Moonlight, Barry Jenkins
Não há mesmo volta a dar: o filme de Barry Jenkins foi mais vezes citado por causa da troca dos envelopes na cerimónia dos Oscars do que através das suas qualidades específicas. Mas não tenhamos dúvidas: este é um daqueles objectos de cinema, tão puro na sua linguagem, tão radical nas suas significações, que o tempo ajudará a reconhecer pela sua impressionante dimensão humana. Ao contar a história convulsiva de um afro-americano em três fases da sua vida, recorrendo a três actores diferentes, Barry Jenkins veio lembrar-nos o poder mais primitivo dos filmes — não exactamente fazer história, mas ajudar-nos a compreender como, individualmente, habitamos o tempo da história colectiva.
A Bela e o Monstro, Bill Condon
Os estúdios Disney são, neste momento, por certo, os mais poderosos de todo o planeta cinematográfico — em 2017, vimo-los a controlar grande parte da Marvel, a Pixar, a Lucasfilm e, por fim, a comprar os estúdios da 20th Century Fox. Mas convém não reduzir a dinâmica dos filmes à aritmética dos tesoureiros. Um filme como "A Bela e Monstro" veio provar, se dúvidas ainda houvesse, que é possível revisitar as fábulas clássicas, não apenas para nelas injectar efeitos especiais, mas sobretudo para celebrar o cinema como o lugar de um encantamento primordial, infantil, sem ser pueril — além do mais, é bom saber que Emma Watson já se libertou da herança de Harry Potter.
Eu Não Sou o teu Negro, Raoul Peck
Na última década, aprendemos a reconhecer — e, mais do que isso, a celebrar — o facto de o género documental ter deixado de ser um parente pobre do mercado. E não há dúvida que os cineastas têm sabido reforçar essa nova visibilidade dos documentários através de filmes admiráveis como "Eu Não Sou o Teu Negro". A evocação do escritor James Baldwin faz-se através das suas própria palavras, agora lidas por Samuel L. Jackson, pensando as lutas dos afro-americanos, em especial durante a vibrante década de 1960 — é uma lição de cinema e também de palavras: algo do nosso destino decide-se sempre nas palavras que usamos, nas palavras que escrevemos.
Dunkirk, Christopher Nolan
Algumas experiências dos últimos ajudaram-nos a desconfiar do conceito de grande produção – afinal de contas, não basta ter um departamento de efeitos especiais a gastar milhões de dólares para criar um filme.
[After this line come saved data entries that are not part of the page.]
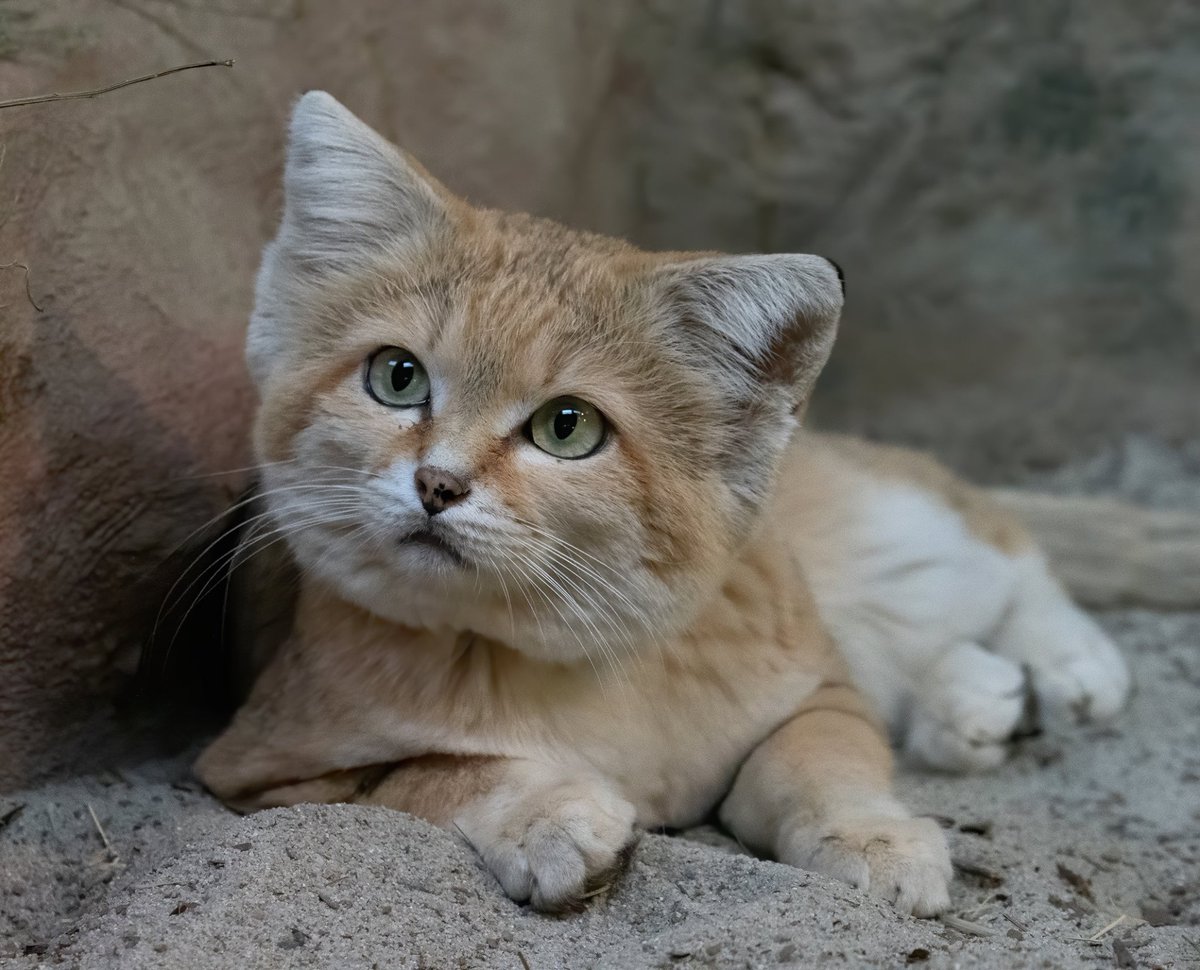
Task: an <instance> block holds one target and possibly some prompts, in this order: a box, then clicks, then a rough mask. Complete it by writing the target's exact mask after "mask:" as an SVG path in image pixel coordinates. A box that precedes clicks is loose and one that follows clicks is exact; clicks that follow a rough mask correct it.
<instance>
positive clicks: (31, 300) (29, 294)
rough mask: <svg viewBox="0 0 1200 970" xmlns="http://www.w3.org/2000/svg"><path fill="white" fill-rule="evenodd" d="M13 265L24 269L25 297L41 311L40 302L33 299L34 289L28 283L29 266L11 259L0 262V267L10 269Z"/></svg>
mask: <svg viewBox="0 0 1200 970" xmlns="http://www.w3.org/2000/svg"><path fill="white" fill-rule="evenodd" d="M13 267H16V268H18V269H23V270H25V299H26V300H29V303H30V304H31V305H32V307H34V310H36V311H37V312H38V313H41V312H42V310H43V307H42V306H41V304H38V303H37V300H35V299H34V291H32V288H31V287H30V283H29V275H30V274H29V267H28V265H25V264H24V263H18V262H16V261H13V262H12V263H0V269H12V268H13Z"/></svg>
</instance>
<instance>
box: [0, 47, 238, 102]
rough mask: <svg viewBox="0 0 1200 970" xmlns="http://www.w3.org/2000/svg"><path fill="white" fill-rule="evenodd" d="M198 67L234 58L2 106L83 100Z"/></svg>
mask: <svg viewBox="0 0 1200 970" xmlns="http://www.w3.org/2000/svg"><path fill="white" fill-rule="evenodd" d="M197 67H233V59H232V58H229V59H227V60H223V61H198V62H196V64H184V65H180V66H179V67H168V68H167V70H166V71H158V72H156V73H154V74H142V76H140V77H136V78H128V79H127V80H119V82H116V83H115V84H108V85H106V86H103V88H92V89H90V90H86V91H67V92H66V94H50V95H31V96H30V97H14V98H11V100H8V101H0V108H19V107H22V106H24V104H42V103H43V102H47V101H82V100H84V98H89V97H100V96H101V95H107V94H108V92H109V91H118V90H120V89H121V88H128V86H130V85H131V84H142V83H143V82H146V80H157V79H158V78H164V77H167V76H168V74H178V73H179V72H180V71H194V70H196V68H197Z"/></svg>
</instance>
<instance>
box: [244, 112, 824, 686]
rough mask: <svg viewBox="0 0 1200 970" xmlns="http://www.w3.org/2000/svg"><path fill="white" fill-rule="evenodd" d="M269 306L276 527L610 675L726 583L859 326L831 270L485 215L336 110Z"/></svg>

Christopher Nolan é um dos autores contemporâneos que continua a acreditar que os mais sofisticados recursos técnicos podem estar ao serviço da dimensão épica do espectáculo. Assim é o seu "Dunkirk", evocando a retirada das tropas britânicas da Bélgica, quando ainda parecia que ninguém conseguiria parar os exércitos hitlerianos — se foi o autor de "Lawrence da Arábia", David Lean, que definiu, para sempre, os parâmetros deste tipo de cinema “maior que vida”, então Nolan é um dos seus mais legítimos e talentosos herdeiros.
Detroit, Kathryn Bigelow
Eis uma grande, delicada e por vezes perturbante pergunta do audiovisual contemporâneo: como abordar em cinema os eventos que, melhor ou pior, estão fixados em muitas imagens televisivas? "Detroit" pode ser definido como uma fulgurante resposta a tal interrogação. Para evocar os motins que abalaram aquela cidade americana em 1967, Kathryn Bigelow evita todos os clichés dramáticos para encenar brancos e negros, desenhando um assombroso painel de personagens e acontecimentos. Escusado será dizer que as tensões abordadas não puderam deixar de remeter para os dramas do nosso presente — mas sem generalizações fáceis: Bigelow é uma cineasta da singularidade das personagens e dos lugares, uma das grandes humanistas do cinema do século XXI.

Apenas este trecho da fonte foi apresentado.